Chaque année le théâtre accueillera une nouvelle équipe en résidence. En 2014 / 2015, nous convierons Irène Bonnaud, metteure en scène (qui avait présenté au CDN la très belle pièce de Sean O'Casey, La Charrue et les étoiles), et Violaine Schwartz, auteure et comédienne (que vous avez pu entendre au Festival des Petites fugues), à nous rejoindre autour d'un projet commun. Ce sera l'occasion d'instaurer une première résidence d'écriture. C'est un axe auquel je tiens beaucoup, et que nous poursuivrons avec d'autres auteur(e)s.
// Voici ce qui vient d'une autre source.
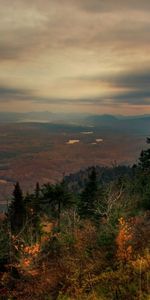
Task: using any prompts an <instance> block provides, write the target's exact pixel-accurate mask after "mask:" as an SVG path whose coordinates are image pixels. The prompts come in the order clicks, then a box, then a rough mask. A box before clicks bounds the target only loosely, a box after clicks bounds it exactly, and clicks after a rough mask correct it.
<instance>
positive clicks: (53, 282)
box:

Dès cette saison, nous souhaitons mettre en place des laboratoires de recherche et de création, en offrant à des équipes le temps dont notre art a tant besoin pour continuer à se régénérer et résister à la pression marchande.
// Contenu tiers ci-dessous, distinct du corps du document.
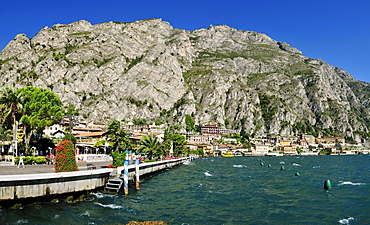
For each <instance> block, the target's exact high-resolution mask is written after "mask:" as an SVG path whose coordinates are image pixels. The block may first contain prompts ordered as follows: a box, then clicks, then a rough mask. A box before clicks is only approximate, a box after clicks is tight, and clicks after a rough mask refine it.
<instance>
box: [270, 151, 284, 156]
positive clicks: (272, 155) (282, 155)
mask: <svg viewBox="0 0 370 225" xmlns="http://www.w3.org/2000/svg"><path fill="white" fill-rule="evenodd" d="M283 155H284V154H282V153H279V152H268V153H266V156H283Z"/></svg>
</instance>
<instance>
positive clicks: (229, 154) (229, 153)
mask: <svg viewBox="0 0 370 225" xmlns="http://www.w3.org/2000/svg"><path fill="white" fill-rule="evenodd" d="M221 156H222V157H234V154H233V153H230V152H225V153H222V154H221Z"/></svg>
Pour que cette effervescence puisse se déployer et devenir communicative, le centre dramatique dispose d'un bel atout, son bar donnant de plain-pied sur l'esplanade Jean-Luc Lagarce et le parc qui le jouxte. Nous allons étudier les possibilités pour qu'il puisse être ouvert au-delà des jours de représentations, et permette ainsi aux artistes et aux spectateurs de s'y rencontrer dans un cadre convivial. Nous vous convierons notamment, à partir du printemps prochain, à un nouveau rendez-vous : « Le Vin(gt) du mois » au cours duquel nous proposerons à un vigneron d'organiser une dégustation et à un artiste de présenter une forme courte.

Pour finir, mais en aucun cas conclure, je me risquerai à vous dire un mot de mon travail, de ce qui m'anime, et dont Yukonstyle témoigne à sa manière, comme un petit caillou blanc sur une route dont on ne connaît pas le chemin. Pour cela, sans doute faut-il avant tout parler des auteurs, et des acteurs. Heiner Müller, Thomas Bernhard, Ingmar Bergman, Eugène O'Neill, Nilo Cruz et Sarah Berthiaume ont été ces dernières années des compagnons de vie auprès de qui j'ai beaucoup appris. Ce qui me les rend chers, et même indispensables, c'est leur façon de raconter la vie et l'écriture comme un combat contre la mélancolie et la résignation, c'est l'espérance qu'ils engagent dans la nécessité de transmuer l'angoisse et la perte en humour ou en beauté. Porter haut cette pulsion de vie, en faisant avant tout confiance au travail de l'acteur, à la matière humaine de son art, au rendez-vous secret du jeu avec l'élan premier d'une écriture, tel est le sens de la recherche que je souhaite poursuivre et partager avec vous au cours de ces prochaines années.

Au plaisir de vous retrouver jeudi 12 septembre prochain pour échanger et découvrir la nouvelle saison du centre dramatique.